Document Type : Original Article
Authors
1 Department of Clinical Pathology, Damietta Faculty of Medicine, Al-Azhar University, Egypt
2 Department of Clinical Pathology, Faculty of Medicine for Girls, Al-Azhar University, Egypt
3 Department of Clinical Pathology, Faculty of Medicine, Al-Azhar University, Egypt
4 Department of Hepatology, Gastroenterology and Infectious diseases, Damietta Faculty of Medicine, Al-Azhar University, Egypt
Abstract
Keywords
Main Subjects
ASSESSMENT OF THE SERUM LEVEL OF COMPLEMENT C3 AND C4 IN CHRONIC VIRAL HEPATITIS C INFECTION AND THEIR CORRELATION WITH RESPONSE TO DIRECT ACTING ANTI-VIRAL AGENTS
By
Mohamed Abd El-wahed Ramadan1, Sabah Ibrahim Abd El-Rehiem2, Ahmad Al-Saeed Al-Sehrawy3 and Mohamed Hieza4
1Department of Clinical Pathology, Damietta Faculty of Medicine, Al-Azhar University, Egypt
2Department of Clinical Pathology, Faculty of Medicine for Girls, Al-Azhar University, Egypt
3Department of Clinical Pathology, Faculty of Medicine, Al-Azhar University, Egypt
4Department of Hepatology, Gastroenterology and Infectious diseases, Damietta Faculty of Medicine, Al-Azhar University, Egypt
Corresponding author: Mohamed Abd El-Wahed Ramadan
E-mail: dr.mohamedabdelwahed92@gmail.com
ABSTRACT
Background: The interactions between hepatitis C Virus (HCV) and the host immune system have a major role in HCV pathogenesis.

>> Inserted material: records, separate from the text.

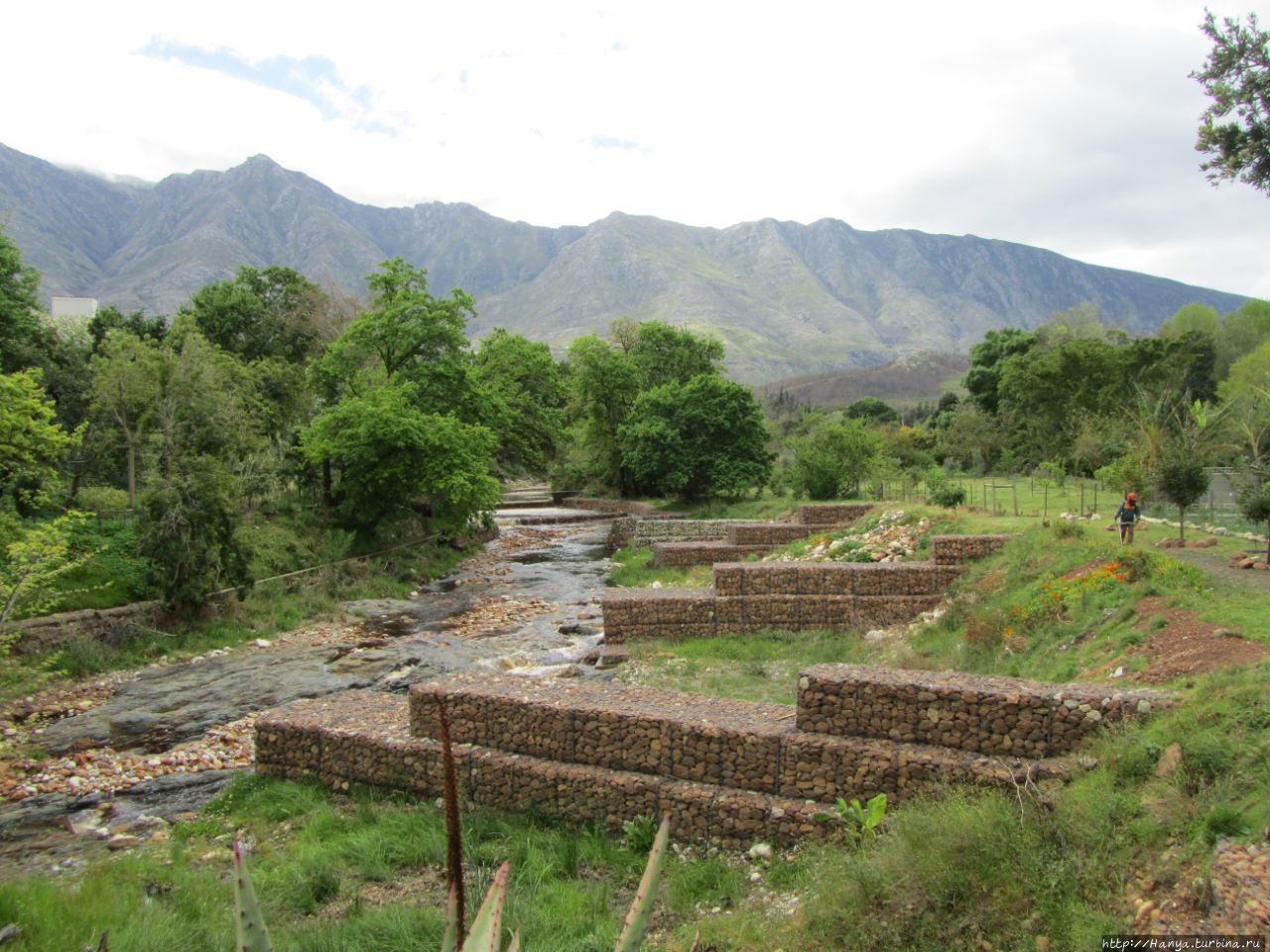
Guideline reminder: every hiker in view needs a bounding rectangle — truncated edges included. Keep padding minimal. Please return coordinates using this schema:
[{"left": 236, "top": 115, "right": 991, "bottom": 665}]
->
[{"left": 1115, "top": 493, "right": 1142, "bottom": 545}]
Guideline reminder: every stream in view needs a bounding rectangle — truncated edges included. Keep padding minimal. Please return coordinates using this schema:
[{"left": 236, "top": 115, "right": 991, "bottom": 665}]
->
[{"left": 0, "top": 507, "right": 619, "bottom": 860}]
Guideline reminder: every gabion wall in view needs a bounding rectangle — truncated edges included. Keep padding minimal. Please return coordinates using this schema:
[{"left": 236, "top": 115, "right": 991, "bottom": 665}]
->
[
  {"left": 600, "top": 562, "right": 961, "bottom": 644},
  {"left": 1209, "top": 843, "right": 1270, "bottom": 935},
  {"left": 798, "top": 663, "right": 1167, "bottom": 758},
  {"left": 255, "top": 665, "right": 1166, "bottom": 847},
  {"left": 931, "top": 536, "right": 1013, "bottom": 565}
]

Objective: To estimate complement C3 and C4 serum levels in patients with chronic HCV patients and to correlate its levels with response to directly acting anti-viral agents (DAAs) in those patients.

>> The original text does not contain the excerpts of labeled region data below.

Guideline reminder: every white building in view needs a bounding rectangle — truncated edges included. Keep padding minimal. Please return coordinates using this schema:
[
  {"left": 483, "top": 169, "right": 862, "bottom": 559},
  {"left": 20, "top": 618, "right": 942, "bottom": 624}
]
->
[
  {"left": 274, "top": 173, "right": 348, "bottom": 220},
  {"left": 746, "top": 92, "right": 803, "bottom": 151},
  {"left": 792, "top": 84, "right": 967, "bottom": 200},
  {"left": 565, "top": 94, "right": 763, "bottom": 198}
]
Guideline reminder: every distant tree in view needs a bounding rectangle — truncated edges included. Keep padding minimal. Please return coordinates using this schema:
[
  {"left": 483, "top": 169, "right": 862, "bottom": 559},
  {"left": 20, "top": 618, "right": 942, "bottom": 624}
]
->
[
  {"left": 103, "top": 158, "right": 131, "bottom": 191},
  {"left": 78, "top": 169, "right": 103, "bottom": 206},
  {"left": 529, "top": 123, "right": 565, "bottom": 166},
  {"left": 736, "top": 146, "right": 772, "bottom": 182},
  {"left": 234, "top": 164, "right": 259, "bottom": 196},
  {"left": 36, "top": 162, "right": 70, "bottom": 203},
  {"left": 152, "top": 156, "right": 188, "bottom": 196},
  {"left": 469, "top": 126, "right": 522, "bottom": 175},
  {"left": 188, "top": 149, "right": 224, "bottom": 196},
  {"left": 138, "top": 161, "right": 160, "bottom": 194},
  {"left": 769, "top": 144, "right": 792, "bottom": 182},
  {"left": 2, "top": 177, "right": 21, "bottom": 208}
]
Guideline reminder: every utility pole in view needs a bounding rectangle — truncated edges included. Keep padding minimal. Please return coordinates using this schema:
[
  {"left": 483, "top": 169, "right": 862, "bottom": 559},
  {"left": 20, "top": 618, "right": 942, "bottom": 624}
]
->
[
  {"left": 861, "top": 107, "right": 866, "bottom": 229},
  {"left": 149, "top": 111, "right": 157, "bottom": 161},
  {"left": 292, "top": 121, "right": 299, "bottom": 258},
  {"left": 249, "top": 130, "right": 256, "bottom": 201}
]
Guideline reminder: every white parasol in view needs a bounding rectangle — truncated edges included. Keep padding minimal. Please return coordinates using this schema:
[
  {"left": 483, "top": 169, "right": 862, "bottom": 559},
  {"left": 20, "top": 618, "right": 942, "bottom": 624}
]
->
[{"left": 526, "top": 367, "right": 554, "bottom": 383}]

Patients and methods: The study included 80 individuals classified into two groups: Group (I): 40 patients with chronic HCV infection, Group (II): Control group which included 40 healthy individuals. Measurement of the level of complement C3 and C4 has done by nephelometry immunoassay before and after treatment with DAAs.
Results: All patients with chronic HCV infection in group (I) showed significant reduction in serum levels of complement C3 and C4 compared to the control group (II). Moreover, those patients who treated with DAAs showed significantly higher levels of C3 and C4 when compared to chronic HCV patients before treatment with DAAs.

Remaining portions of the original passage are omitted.